I’ll update this post if Amazon responds to my request for comment. Not that I’m holding my breath — when the company isn’t sending me press releases about new products or making sure I see Medium posts, it’s fairly tight lipped. Given the apparent duplicity at work here, I don’t expect any comment from it.

5 Comments

Dylan

Maybe I am missing something, but why should Amazon have to feel morally obligated to support its competition?

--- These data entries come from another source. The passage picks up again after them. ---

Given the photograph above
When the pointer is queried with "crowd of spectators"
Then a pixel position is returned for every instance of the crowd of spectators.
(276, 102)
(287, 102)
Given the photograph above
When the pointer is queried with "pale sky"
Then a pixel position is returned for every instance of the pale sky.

Seems very anti-capitalism.

thelep

I prefer a mini PC,Chromebox or Compute stick connected to my TV.These have web browsers and let you watch all online content,such as free Hulu.Devices like apple tv/roku/fire tv don’t have a web browser and prevent you from watching lots of online content(like free Hulu).
This is how I get internet/home phone /mobile phone/TV/movies for under$80/month:
1) $60/month for cable home internet with mobile WiFi hotspots
2)free over the air TV with an antenna
3) $3/month for magicjack GO home phone service(includes magicapp)
4) magicApp free unlimited talk/text over WiFi on android or apple smartphone/tablet( the mobile WiFi hotspots are very useful for this)
5)$7/month for tracfone limited cellular talk/text/data for when you don’t have WiFi (I use the magicapp on an android tracfone)
6)$8/month for netflix or amazon prime

7)Use local library for free dvd/blu ray rentals and some libraries have free streaming from their website.
8)Use a smart blu-ray player with apps (netflix/amazon etc..)
9)Connect a mini-PC to your TV such as Chromebox or compute stick which have a real web browser that lets you watch all online content on your TV.

Quasar_

It was already lies. Amazon banned Googles AndroidTV device , the nexus player, as well whilst continuing to sell other AndroidTV devices. Worse is that Amazon supplies a Amazon Video app to some AndroidTV devices.

DragonDagger

To be fair Amazon must now stop selling other vendors tablets and smartphones.